Cette double éviction de figures
controversées de son gouvernement permet à M. Chahed, le plus jeune
premier ministre (à l’âge de 41 ans) de l’histoire tunisienne, de réaffirmer son autorité en une période sensible où l’émiettement de la scène politique, les mouvements sociaux et les tensions financières se conjuguent pour fragiliser la transition démocratique tunisienne. « Il s’agit de gains tactiques mais seulement à court terme », commente Fayçal Chérif, chercheur à l’Institut supérieur d’histoire de la Tunisie contemporaine. « Ces deux limogeages risquent de coûter cher au premier ministre auprès de l’opinion en apparaissant comme un aveu de faiblesse », abonde Chokri Bahria, analyste à Joussour, un cercle de réflexion de Tunis.
Dans le cas du limogeage du ministre de l’éducation, Néji Jalloul, c’est plutôt l’Union générale du travail tunisien (UGTT), le principal syndicat des salariés, que Youssef Chahed a cherché à accommoder.
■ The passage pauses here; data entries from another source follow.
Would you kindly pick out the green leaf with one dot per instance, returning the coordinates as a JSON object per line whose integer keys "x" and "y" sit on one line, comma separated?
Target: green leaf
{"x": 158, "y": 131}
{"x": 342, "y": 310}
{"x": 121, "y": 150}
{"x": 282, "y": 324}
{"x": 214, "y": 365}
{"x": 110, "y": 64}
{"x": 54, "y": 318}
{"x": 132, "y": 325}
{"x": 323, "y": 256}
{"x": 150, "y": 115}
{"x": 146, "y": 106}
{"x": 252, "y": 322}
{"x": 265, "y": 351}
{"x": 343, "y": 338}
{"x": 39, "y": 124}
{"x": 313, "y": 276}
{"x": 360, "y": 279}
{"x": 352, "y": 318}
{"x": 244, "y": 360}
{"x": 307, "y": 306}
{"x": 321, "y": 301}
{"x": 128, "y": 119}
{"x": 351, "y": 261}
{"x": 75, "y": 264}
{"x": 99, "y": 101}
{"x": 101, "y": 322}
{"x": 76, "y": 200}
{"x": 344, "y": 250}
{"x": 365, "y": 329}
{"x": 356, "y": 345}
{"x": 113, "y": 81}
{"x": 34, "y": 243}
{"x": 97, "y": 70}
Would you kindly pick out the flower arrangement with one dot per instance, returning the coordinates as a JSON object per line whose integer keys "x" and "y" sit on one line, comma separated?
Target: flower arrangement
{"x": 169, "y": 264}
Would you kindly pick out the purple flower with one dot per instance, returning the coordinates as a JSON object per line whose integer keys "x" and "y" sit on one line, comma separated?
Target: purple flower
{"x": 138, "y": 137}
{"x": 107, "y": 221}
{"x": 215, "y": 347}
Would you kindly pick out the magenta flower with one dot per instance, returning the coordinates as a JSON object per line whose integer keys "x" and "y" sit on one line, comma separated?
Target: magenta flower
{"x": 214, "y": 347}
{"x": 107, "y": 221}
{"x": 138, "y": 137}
Le ministre, désireux de réformer l’éducation nationale sans trop chercher à ménager les enseignants, était en effet engagé ces derniers mois dans une partie de bras de fer avec l’UGTT, qui réclamait sa tête. Le premier ministre, inquiet du risque que les épreuves du bac au printemps se déroulent dans le chaos, a préféré céder. Néji Jalloul était aussi mal perçu d’Ennahda, parti islamiste associé à la coalition gouvernementale dominée par Nidaa Tounès, en raison de sa volonté d’encadrer les écoles coraniques. En dépit de ses relations conflictuelles avec ces deux organisations, M. Jalloul, historien spécialiste de la période médiévale, jouissait d’une cote favorable dans l’opinion.
Le sursaut d’autorité de M. Chahed survient alors que les régions de l’intérieur, historiquement défavorisées par rapport au littoral, sont en proie à l’agitation sociale sur la question explosive de l’emploi, notamment au Kef (nord-ouest) et à Tataouine (sud-est). Plus de six ans après la révolution de fin 2010-début 2011, la persistance d’un chômage chronique – le taux est de 15,5 % mais grimpe à plus de 30 % pour les diplômés de l’enseignement supérieur – n’en finit pas de nourrir le ressentiment, à la hauteur des promesses non tenues. La situation est particulièrement tendue à Tataouine, où une visite du premier ministre a été perturbée, jeudi, par des manifestants exigeant une meilleure redistribution au profit de la population locale des ressources de cette région pétrolifère, située à l’orée du Sahara tunisien. A son retour à Tunis, le premier ministre a décidé de limoger le gouverneur local et certains responsables sécuritaires.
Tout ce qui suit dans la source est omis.